Basée à Sainte-Clotilde, l’Association locale d’insertion par l’économique est connue pour assurer l’assemblage des triporteurs à assistance électrique Wello, mis au point par Arnaud Chéreau. Elle lance aujourd’hui Oté Bike, plateforme de promotion des mobilités douces et durables. Le projet repose sur les « box Oté Bike », des conteneurs recyclés et aménagés en abris à vélos électriques, permettant le stockage de la flotte et la recharge solaire des batteries grâce à des panneaux photovoltaïques. Le premier exemplaire a été présenté lors du salon de l’écologie, mi-septembre à Saint-Denis, deux autres sont en construction. La box peut être louée par une entreprise, une collectivité ou autre entité souhaitant proposer des solutions de transport durable à ses salariés ou ses administrés… La Mission locale de l’Ouest a été la première intéressée, et mettra une vingtaine de VAE et quelques Wello à disposition de son public. Les box Oté Bike vont également servir de support à des « ateliers de la mobilité douce » dans les quartiers, au cours desquels des « diagnostics mobilité » seront proposés. L’absence de solution de déplacement est en effet un frein fréquent à la recherche d’un emploi et à l’insertion ; disposer d’un VAE peut parfois tout changer.


 

L’atelier de maintenance d’Altervélo.
L’atelier de maintenance d’Altervélo.  Photo : Guillaume Foulon
 

VAE en libre-service : l’inconnu du vandalisme 

Altervélo a lancé le 12 août une offre de vélos électriques en libre-service, sur 10 stations (7 à Saint-Pierre, 3 à Saint-Louis). Les 50 vélos, qui sont devenus 80 fin septembre, sont d’un modèle légèrement différent que ceux proposés en location longue durée, pour éviter la casse et la dégradation. La formule vise à répondre à des besoins de mobilité ponctuels, pour des petites courses en centre-ville. Elle nécessite de contracter au préalable un abonnement et de télécharger une application, le smartphone permettant de déverrouiller les cadenas qui relient les vélos à la station, mais aussi de savoir à quelle station des VAE sont disponibles. 
Altervélo a fait le choix d’une infrastructure légère. En fonction des usages constatés et de la demande, des stations pourront être déplacées ou créées facilement. Le système n’est pas complètement déshumanisé : un opérateur vérifie les vélos quotidiennement et assure le réassort des batteries, qui ne sont pas chargées sur les stations mais au centre technique de Pierrefonds. 
La Civis, qui a investi 350 000 euros dans l’opération, se donne six mois pour tirer les leçons de cette expérimentation, avec un point de vigilance majeure : le vandalisme.
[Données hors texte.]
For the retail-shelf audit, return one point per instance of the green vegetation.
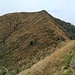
(68, 60)
(67, 70)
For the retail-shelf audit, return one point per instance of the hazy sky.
(63, 9)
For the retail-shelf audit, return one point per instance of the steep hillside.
(26, 38)
(58, 63)
(68, 27)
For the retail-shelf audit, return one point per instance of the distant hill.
(28, 37)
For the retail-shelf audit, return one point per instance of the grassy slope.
(55, 64)
(17, 30)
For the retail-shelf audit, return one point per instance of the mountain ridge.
(27, 38)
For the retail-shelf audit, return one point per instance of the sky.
(62, 9)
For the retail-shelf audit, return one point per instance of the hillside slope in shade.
(53, 64)
(27, 38)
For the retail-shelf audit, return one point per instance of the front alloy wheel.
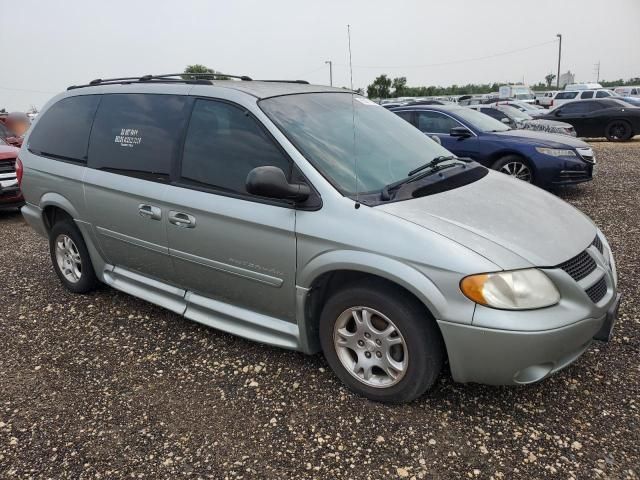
(370, 347)
(68, 258)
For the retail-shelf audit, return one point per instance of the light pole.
(330, 71)
(559, 35)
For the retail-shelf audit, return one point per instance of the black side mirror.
(271, 182)
(461, 132)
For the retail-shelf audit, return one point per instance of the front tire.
(516, 167)
(381, 342)
(618, 131)
(70, 257)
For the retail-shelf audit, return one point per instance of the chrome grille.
(579, 266)
(597, 291)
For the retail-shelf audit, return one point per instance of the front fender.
(397, 272)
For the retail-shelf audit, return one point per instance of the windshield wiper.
(434, 167)
(432, 163)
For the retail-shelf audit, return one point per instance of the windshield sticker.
(365, 101)
(129, 137)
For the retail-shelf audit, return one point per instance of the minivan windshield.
(321, 126)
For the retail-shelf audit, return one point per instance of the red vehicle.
(10, 195)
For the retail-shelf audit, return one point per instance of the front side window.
(223, 144)
(341, 133)
(63, 130)
(436, 122)
(138, 134)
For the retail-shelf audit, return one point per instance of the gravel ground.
(108, 386)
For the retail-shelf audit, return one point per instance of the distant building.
(567, 78)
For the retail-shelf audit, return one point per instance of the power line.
(453, 62)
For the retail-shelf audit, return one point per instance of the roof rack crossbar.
(304, 82)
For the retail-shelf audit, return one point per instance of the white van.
(582, 86)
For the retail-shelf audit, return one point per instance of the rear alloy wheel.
(515, 167)
(618, 131)
(70, 257)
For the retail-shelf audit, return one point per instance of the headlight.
(515, 290)
(556, 152)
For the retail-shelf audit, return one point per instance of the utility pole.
(330, 71)
(559, 35)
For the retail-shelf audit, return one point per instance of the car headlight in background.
(556, 152)
(514, 290)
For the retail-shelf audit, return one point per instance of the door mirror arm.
(271, 182)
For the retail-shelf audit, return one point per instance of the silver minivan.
(310, 218)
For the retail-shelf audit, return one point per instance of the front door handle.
(149, 211)
(181, 219)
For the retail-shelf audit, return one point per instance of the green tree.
(380, 88)
(549, 78)
(399, 85)
(197, 68)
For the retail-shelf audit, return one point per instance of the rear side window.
(138, 134)
(435, 122)
(566, 95)
(223, 144)
(63, 131)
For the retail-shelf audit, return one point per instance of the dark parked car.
(607, 117)
(544, 159)
(516, 119)
(10, 195)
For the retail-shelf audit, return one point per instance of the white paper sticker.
(129, 137)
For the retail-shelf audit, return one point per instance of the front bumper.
(509, 356)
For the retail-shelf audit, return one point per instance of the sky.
(50, 44)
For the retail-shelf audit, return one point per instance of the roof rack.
(303, 82)
(195, 78)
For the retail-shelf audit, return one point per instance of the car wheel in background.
(70, 257)
(381, 342)
(514, 166)
(618, 131)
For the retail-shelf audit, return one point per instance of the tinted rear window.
(566, 95)
(138, 134)
(63, 131)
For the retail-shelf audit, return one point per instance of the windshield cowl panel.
(357, 145)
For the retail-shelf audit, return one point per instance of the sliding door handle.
(149, 211)
(180, 219)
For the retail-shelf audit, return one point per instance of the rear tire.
(401, 351)
(516, 167)
(70, 257)
(618, 131)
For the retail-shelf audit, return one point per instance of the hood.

Dès les premières semaines, des actes de dégradation ont été constatés. Des cadenas ont été forcés, mais les premiers VAE volés ont tous été retrouvés. Leur assistance électrique ne pouvant fonctionner sans un déblocage dans les règles, ils sont rapidement abandonnés. Altervélo espère que les voleurs se décourageront rapidement, et que le coût des dégradations ne viendra pas remettre en cause la pérennité du libre-service.